La Sportiva's North American distribution operations have become part of La Sportiva Italys unified global distribution consortium. La Sportiva S.p.A. – the Italian parent company and manufacturer of the LaSportiva brand – and La Sportiva N.A., Inc. – the North American distribution company founded by Collin Lantz – merged together into one unified company.
BOSS sat down with Mr. Lantz shortly after the deal was announced and he
explained that LaSportiva N.A. allowed a pair of investors to cash out the
majority of their shares and then sold those share to the Italian parent
company. LaSportiva S.p.A. now holds an equity position in the North
American distributor. Lantz said that they did this because they have been
seeing the Global distribution model changing and there is no longer
enough room in footwear margins for a distributor and a manufacturer to
take a cut of the profits.
LaSportiva Italy has been slowly converting many of its distributors to a
similar model in Europe. Since the establishment of the EU, the manufacturer
distributor model became antiquated and LaSportiva began turning
its independent distributors into subsidiaries.
Lantz and his team saw this same pattern beginning in the U.S. as Chinese
manufactured footwear started driving ASPs down and consumers expected
lower prices across the board. “This process really started five years
ago,” Lantz said. “We knew that eventually someone would start making
climbing shoes and mountain boots in China and we started trying to align
our North American company more closely with the Italian manufacturer so
we could prepare for this. When it actually happened a few years ago, we
ended up looking pretty good to the people in Montebelluna.”
LaSportiva N.A. has been acting as a licensee of the brand since 2000 and
producing their own line of “Mountain Running” footwear to compliment
Italys line of more traditional mountain boots. This running line is sourced
in the Far East and provides LaSportiva N.A. with one of their biggest profit
centers.
“When we first started with the Mountain Running line, the Italians were skeptical,”
said Lantz. “They basically said, “Go ahead, its not our money.” When
it finally started to take off here in the U.S., they decided to bring some of the
line over to Italy. Now it is in its sixth season and they are fully on-board.
They sell more over there than we do here.”
As part of this latest deal, The North American R&D team, based in Boulder,
Colo. will be more closely aligned with the global R&D team based in Montebelluna,
Italy. Now the Italian mountain boots sold in the U.S. will have input
from the N.A. designers and the mountain running shoes sold in Europe will
have input from the Italian designers.
The new LaSportiva N.A. will operate like a subsidiary on the back-end, but
will be independent in its R&D and marketing. In design, the biggest difference
from this deal will be a shift away from the current structure where the N.A.
team and Italian team create two separate product lines, to a structure where
the global company will build one product line with sub-categories to address
local markets.
This shift in design will be felt behind the scenes and come out in the end
product. However, from a retailers point of view, the biggest change will be
the new North American marketing budget.
“I envision our office turning into this gigantic marketing machine for the
LaSportiva brand,” said Lantz. “Our sales reps have told us that we have this
great technical product, and retailers are committed to LaSportiva as their
top-shelf technical brand, but they dont have the tools to really push the sellthrough.
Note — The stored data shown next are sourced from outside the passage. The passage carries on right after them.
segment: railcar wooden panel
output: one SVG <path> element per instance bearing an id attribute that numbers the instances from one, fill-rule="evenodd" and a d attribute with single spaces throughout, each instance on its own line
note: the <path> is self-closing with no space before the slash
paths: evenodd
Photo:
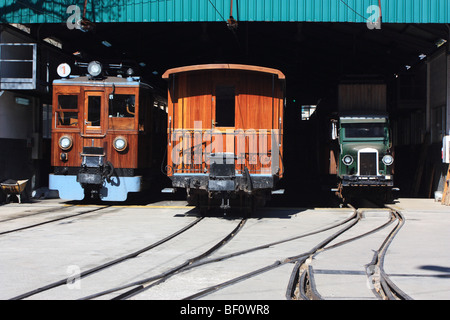
<path id="1" fill-rule="evenodd" d="M 113 141 L 116 137 L 124 137 L 127 140 L 127 148 L 118 152 L 113 147 Z M 115 132 L 108 134 L 105 138 L 107 160 L 111 161 L 114 168 L 137 168 L 138 167 L 138 135 L 130 132 Z"/>
<path id="2" fill-rule="evenodd" d="M 58 142 L 62 136 L 69 136 L 72 138 L 73 144 L 69 150 L 63 151 L 59 148 Z M 79 139 L 78 131 L 71 132 L 53 132 L 52 134 L 52 154 L 51 165 L 60 167 L 74 167 L 80 166 L 80 152 L 83 147 L 81 146 L 81 140 Z M 67 153 L 67 161 L 60 159 L 61 153 Z"/>
<path id="3" fill-rule="evenodd" d="M 204 73 L 185 74 L 179 81 L 178 128 L 194 128 L 200 121 L 203 128 L 211 127 L 212 93 L 210 77 Z"/>
<path id="4" fill-rule="evenodd" d="M 169 175 L 208 171 L 211 152 L 236 155 L 240 171 L 247 167 L 254 174 L 282 175 L 284 76 L 264 70 L 221 70 L 219 65 L 166 72 Z M 234 90 L 235 116 L 221 126 L 216 109 L 219 92 L 227 90 Z"/>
That is all going to change. Our marketing budget is four times bigger
this year.”
Also as part of the deal, LaSportiva Italy is making a considerable capital contribution
towards expansion in North America. Part of this will go to the increase
in marketing at retail, and part will go towards adding a several new
positions in the Boulder office to support the anticipated growth. Lantz said
that the company has been in an investment phase for the last four years,
with product selling-in to retailers, but he is ready to begin the growth phase.
In fact, the company reported a 30% growth in preseason sales from spring
05 to spring 06 with a considerable spike in the Mountain Running category.
The company claims a 35% overall market share in the climbing shoe market
and a 65% market share for price points over $100. LaSportiva is seeing success
in the mountaineering boot segment with a 65% market share for the
same period. Lantz is encouraged by these numbers but feels that with more
emphasis on marketing sell-through can improve considerably.
In spite of the structural changes in marketing and design, the overall mission
statement of the company has not changed. LaSportiva N.A. wants to be the
number one specialty mountain-footwear brand in its market. Lantz does not
foresee any acquisitions or major brand extensions, but the company is looking
at broadening distribution to new specialty accounts.
“The company is in a fun place right now,” Lantz said. “We know who we are
and have a strict focus on the mountain lifestyle. Were all climbers and trailrunners.
Were big enough now and have the marketing to fully support our
retailers, but were still small enough to design some really cool product. The
kind of product where we may only sell 3,000 pairs, but hey, thats who we
are so we do it anyway. Its kind of like being able to make a Ferrari.”